A bud is an undeveloped shoot.  A leaf or a flower shoot.  Once formed, that bud may lay dormant for months, waiting for the moment when conditions favor growth.  When woody plants form buds, the exterior of that bud is tough-encapsulating.  Breaking dormancy is a very vulnerable state-best not to do so, unless there is a reasonable expectation of success.  Nature provides mechanisms by which that tender stage we call growth is protected from its enemies, until the time is right.   Many plant buds are covered in scales.  These modified leaves protect the life brewing within that bud from cold, wind,and physical insult.

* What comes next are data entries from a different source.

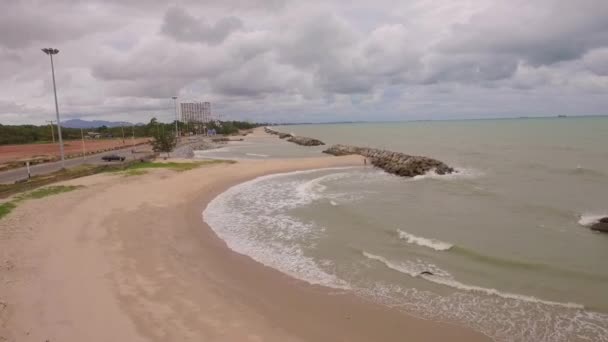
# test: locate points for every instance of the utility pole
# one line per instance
(176, 119)
(51, 52)
(52, 129)
(84, 150)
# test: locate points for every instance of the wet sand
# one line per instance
(130, 259)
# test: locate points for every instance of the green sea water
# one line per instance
(506, 239)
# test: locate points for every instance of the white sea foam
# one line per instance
(251, 218)
(424, 242)
(444, 278)
(590, 219)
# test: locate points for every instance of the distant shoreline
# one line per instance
(135, 254)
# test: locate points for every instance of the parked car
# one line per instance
(112, 157)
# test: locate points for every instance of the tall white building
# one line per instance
(196, 111)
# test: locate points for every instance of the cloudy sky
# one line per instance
(306, 61)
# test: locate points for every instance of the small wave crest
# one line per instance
(424, 242)
(461, 173)
(590, 219)
(443, 278)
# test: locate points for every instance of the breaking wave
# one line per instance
(590, 219)
(443, 278)
(424, 242)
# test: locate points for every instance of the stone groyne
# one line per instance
(304, 141)
(397, 163)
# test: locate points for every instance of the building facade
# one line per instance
(196, 112)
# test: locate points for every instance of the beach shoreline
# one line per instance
(148, 268)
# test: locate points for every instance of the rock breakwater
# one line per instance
(601, 225)
(397, 163)
(304, 141)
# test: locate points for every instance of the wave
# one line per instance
(424, 242)
(252, 219)
(590, 219)
(580, 170)
(444, 278)
(461, 173)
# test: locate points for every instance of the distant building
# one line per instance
(199, 112)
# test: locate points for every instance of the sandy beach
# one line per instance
(130, 259)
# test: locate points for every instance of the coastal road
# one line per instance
(10, 176)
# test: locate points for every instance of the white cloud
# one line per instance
(305, 61)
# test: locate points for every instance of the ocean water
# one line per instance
(502, 246)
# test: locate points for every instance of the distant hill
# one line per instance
(77, 123)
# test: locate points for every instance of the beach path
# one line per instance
(130, 259)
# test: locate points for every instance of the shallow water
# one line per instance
(503, 239)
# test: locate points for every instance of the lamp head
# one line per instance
(50, 51)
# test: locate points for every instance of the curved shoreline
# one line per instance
(148, 266)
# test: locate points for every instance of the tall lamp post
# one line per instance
(51, 52)
(175, 108)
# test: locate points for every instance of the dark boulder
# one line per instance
(396, 163)
(601, 225)
(304, 141)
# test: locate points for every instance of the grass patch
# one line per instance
(45, 192)
(6, 208)
(134, 172)
(7, 190)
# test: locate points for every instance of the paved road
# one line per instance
(10, 176)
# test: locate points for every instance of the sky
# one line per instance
(304, 61)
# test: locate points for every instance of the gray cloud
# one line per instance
(537, 32)
(368, 60)
(186, 28)
(597, 61)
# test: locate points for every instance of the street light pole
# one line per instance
(51, 52)
(52, 129)
(175, 108)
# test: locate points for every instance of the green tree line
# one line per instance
(27, 134)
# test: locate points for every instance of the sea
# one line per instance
(503, 246)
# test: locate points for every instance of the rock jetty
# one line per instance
(304, 141)
(601, 225)
(396, 163)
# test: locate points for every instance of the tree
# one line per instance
(164, 143)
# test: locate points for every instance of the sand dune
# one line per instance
(130, 259)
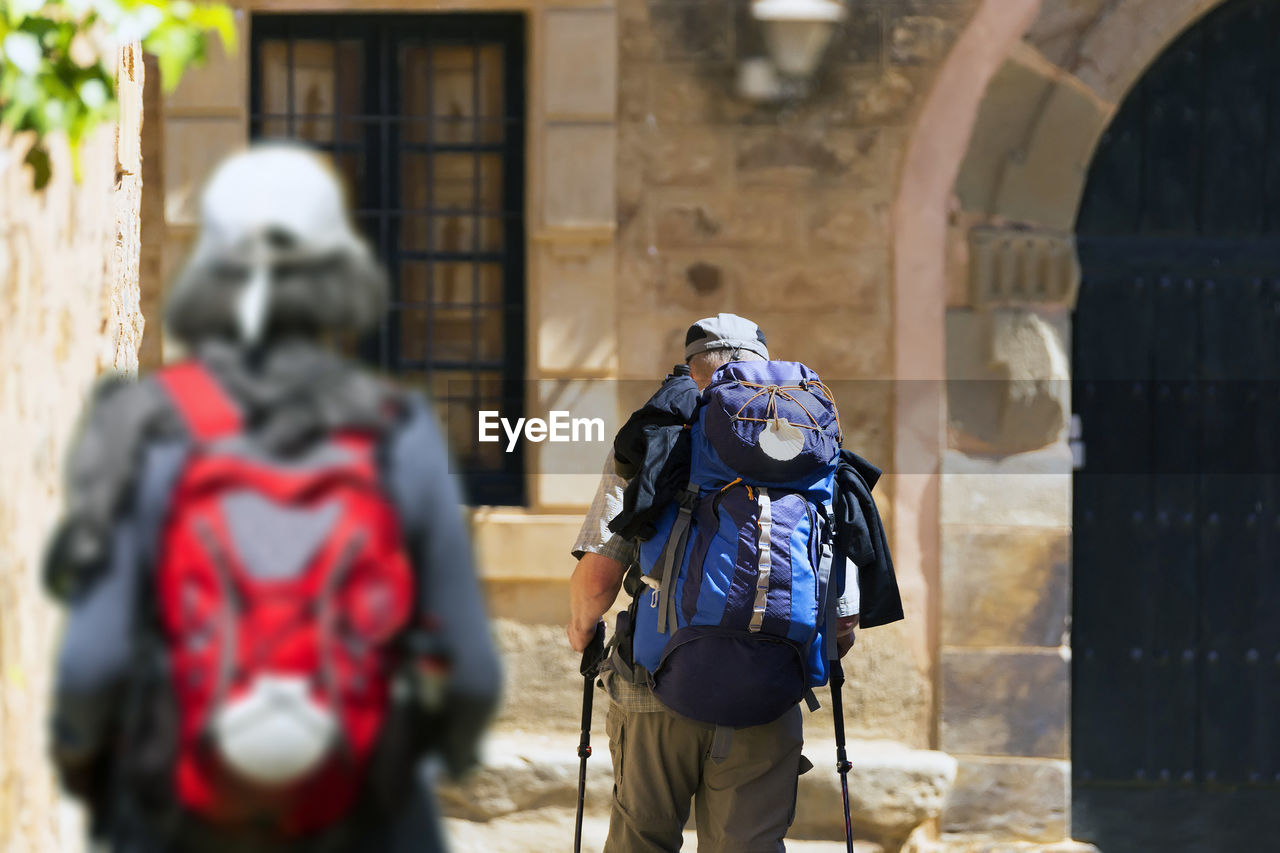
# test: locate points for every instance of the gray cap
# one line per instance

Many buds are covered in a gummy substance that further protects them from untoward conditions.  These magnolia flower buds have a remarkably rigid hinged casing that is covered in soft downy hair.  This magnolia is always the first plant to bloom in my yard. The buds are swelling, meaning that spring will arrive. Everywhere in my zone the buds are beginning to swell.  They anticipate spring in a very different way than I do.  They intuit the natural shift of the season. They respond to that subtle change in conditions, in a slow and subtle way.  These buds may swell, but they won’t break dormancy until there is a more extended period of moderate weather.


The buds can hold a very long time, if the weather does not take a more friendly turn. Most perennials have naked buds. What you see in this picture is the remains of my asparagus.  The spring shoots are still safely ensconced below ground. They have little defense against bitter cold. They stay dormant, buds and all, until they have the all clear. The leaf buds of the roses, encased in the same waxy substance as the stems.  They are ready, but holding their cards close.


The cream colored knobs on this yew-the flowers that will hardly be noticed.  The flowering stage is remarkable, the day a gust of wind throws a cloud of yellow pollen into the air.  At the tip of each branch, an elongated bud known as a candle.  Named for its resemblance to a candle, this growth tip is comprised of the countless needles which will populate the new shoots.  These needles lay flat against the stem, until the spring weather encourages them to spread out and grow.  The buds do a better job of predicting the arrival of spring than my winter weary heart.